Even if some of the claims need adjustment, this is an excellent and highly original contribution that will be of broad interest to neuroscientists and researchers in other fields.  

Suggestions

  1. Fully justify or weaken claims of “faithful” decoding unbiased by prior information. 
  2. Add a figure and table clarifying the different formats of information (video, visual features, captions, semantic features, brain activity) and all the transformations (v2t by humans, t2f by language models, b2f by linear decoder, f2t by iterative text synthesis).
  3. Add a section to the discussion motivating the particular choices for these transformations. For example, why should brain activity and text be aligned at the level of the semantic features? Why not learn to map directly from brain activity to text? Why use an interactive inversion of the t2f model, rather than learning a direct f2t mapping? How well does the text-to-feature model preserve the information in the text? If presented with the feature vectors corresponding to a set of independent draws from the training distribution of captions (different captions, but IID), how well does the optimization method recover the description?
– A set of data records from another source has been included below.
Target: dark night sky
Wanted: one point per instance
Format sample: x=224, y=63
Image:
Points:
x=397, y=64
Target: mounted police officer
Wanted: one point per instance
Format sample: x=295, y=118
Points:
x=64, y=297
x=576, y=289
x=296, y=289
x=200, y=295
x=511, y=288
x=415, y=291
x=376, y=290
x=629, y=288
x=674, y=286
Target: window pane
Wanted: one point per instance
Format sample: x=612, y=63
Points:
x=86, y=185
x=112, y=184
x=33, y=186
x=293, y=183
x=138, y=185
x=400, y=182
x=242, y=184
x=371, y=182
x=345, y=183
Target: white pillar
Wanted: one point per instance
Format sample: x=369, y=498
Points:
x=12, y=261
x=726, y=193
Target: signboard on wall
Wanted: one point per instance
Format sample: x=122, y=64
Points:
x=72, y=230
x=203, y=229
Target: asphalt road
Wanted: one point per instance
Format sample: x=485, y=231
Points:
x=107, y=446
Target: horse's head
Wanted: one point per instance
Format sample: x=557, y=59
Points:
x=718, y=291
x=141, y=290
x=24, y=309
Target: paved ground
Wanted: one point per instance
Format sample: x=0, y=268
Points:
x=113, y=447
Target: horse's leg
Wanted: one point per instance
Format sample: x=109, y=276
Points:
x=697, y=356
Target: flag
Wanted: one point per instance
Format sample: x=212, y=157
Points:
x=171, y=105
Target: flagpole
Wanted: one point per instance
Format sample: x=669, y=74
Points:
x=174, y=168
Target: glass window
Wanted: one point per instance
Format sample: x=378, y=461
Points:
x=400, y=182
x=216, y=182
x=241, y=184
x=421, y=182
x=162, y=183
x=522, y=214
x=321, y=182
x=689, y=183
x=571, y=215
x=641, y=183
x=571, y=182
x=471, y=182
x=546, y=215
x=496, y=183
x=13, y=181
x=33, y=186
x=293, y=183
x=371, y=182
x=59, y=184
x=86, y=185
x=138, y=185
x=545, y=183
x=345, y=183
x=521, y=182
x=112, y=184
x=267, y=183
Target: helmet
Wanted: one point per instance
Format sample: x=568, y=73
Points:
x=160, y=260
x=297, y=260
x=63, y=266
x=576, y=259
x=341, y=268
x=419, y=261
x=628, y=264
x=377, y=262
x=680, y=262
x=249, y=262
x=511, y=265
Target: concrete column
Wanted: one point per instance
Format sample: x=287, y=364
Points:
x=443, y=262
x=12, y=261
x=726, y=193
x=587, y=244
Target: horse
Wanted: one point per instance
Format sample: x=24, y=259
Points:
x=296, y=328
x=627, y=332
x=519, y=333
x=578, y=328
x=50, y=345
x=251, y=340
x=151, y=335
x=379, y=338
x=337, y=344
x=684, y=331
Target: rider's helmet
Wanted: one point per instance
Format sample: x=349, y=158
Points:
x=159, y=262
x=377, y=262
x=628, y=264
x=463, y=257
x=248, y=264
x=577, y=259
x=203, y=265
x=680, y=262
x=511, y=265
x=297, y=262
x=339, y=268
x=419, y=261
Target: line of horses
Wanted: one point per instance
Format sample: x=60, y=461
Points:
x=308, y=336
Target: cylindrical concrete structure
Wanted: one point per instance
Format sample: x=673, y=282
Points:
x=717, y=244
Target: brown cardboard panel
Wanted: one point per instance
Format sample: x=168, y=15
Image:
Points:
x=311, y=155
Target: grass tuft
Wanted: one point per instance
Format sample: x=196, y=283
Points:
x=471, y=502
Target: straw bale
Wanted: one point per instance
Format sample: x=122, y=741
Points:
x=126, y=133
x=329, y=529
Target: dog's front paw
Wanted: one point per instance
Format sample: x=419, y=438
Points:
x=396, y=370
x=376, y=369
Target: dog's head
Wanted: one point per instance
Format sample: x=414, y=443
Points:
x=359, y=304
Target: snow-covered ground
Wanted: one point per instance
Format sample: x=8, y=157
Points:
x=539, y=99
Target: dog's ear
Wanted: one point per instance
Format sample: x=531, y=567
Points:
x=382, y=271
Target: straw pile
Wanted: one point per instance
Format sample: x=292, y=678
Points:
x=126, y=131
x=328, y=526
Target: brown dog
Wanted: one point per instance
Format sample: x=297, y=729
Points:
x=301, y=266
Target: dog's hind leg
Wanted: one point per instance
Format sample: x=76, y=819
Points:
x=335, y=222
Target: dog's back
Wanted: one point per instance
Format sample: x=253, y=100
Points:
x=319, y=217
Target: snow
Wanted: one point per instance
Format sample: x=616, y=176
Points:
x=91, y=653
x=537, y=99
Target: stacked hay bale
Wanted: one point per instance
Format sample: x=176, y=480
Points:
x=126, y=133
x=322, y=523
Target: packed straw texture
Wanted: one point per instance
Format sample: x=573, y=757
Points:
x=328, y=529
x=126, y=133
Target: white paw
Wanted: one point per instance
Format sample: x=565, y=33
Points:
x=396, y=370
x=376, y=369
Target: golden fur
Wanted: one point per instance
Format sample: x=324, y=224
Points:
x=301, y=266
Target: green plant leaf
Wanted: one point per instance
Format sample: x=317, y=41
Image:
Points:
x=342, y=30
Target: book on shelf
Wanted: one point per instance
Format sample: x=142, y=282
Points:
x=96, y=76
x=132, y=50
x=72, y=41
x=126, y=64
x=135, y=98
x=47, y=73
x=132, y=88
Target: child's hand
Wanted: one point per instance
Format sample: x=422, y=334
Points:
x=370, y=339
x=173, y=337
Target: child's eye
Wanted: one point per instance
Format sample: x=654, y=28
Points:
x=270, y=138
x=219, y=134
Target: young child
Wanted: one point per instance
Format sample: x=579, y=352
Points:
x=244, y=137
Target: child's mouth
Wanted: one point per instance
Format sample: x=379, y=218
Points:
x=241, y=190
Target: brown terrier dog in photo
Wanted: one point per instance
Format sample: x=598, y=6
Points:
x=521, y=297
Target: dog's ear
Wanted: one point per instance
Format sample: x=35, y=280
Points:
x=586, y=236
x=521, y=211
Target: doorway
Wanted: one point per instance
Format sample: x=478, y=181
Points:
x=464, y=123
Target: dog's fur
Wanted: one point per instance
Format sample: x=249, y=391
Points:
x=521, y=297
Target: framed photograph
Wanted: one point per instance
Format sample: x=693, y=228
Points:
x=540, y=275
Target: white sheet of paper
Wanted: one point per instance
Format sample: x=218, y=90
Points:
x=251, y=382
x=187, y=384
How much of the information in the recovered verbal description is encoded in the semantic features and how much comes from the prior implicit to the text-to-feature encoder?
  4. Add a section to the discussion addressing whether “faithful” or “unbiased” decoding is even well-defined as an ideal – whether or not it is achievable in practice. 

Strengths

  • The paper addresses an inspiring and important challenge with scientific and applied dimensions.
  • Decoders are applied not only to data acquired during the viewing of videos, but also during memory-recall-driven mental imagery.
  • The iterative text synthesis decoding procedure is original and powerful. 
  • The methods are original and state of the art.
  • The encoding and decoding analyses are comprehensive and careful, with extensive supplementary analyses and single-subject results, presenting a rich picture.
  • The paper uses and compares a wide range of current neural-network language models, which provide alternative semantic feature spaces.

Weaknesses

  • The study attempts something that may be impossible: To “faithfully” reveal the structured semantic information explicitly represented in the brain. Prior information about the language and our world inevitably informs the decoded text. It is unclear what it would even mean to decode into text without prior information.
  • The paper claims that the text synthesis procedure is not biased by knowledge about the world, but both the caption to semantic feature language models and the masked language model used to guide the iterative synthesis have massive knowledge of relational structure in the world that we should expect to constrain the decoded text. 
  • The study does not include strong out-of-distribution probes of the decoders, which could reveal to what extent the relational semantic information originates from compositional brain representations or is inferred using world knowledge by the decoder.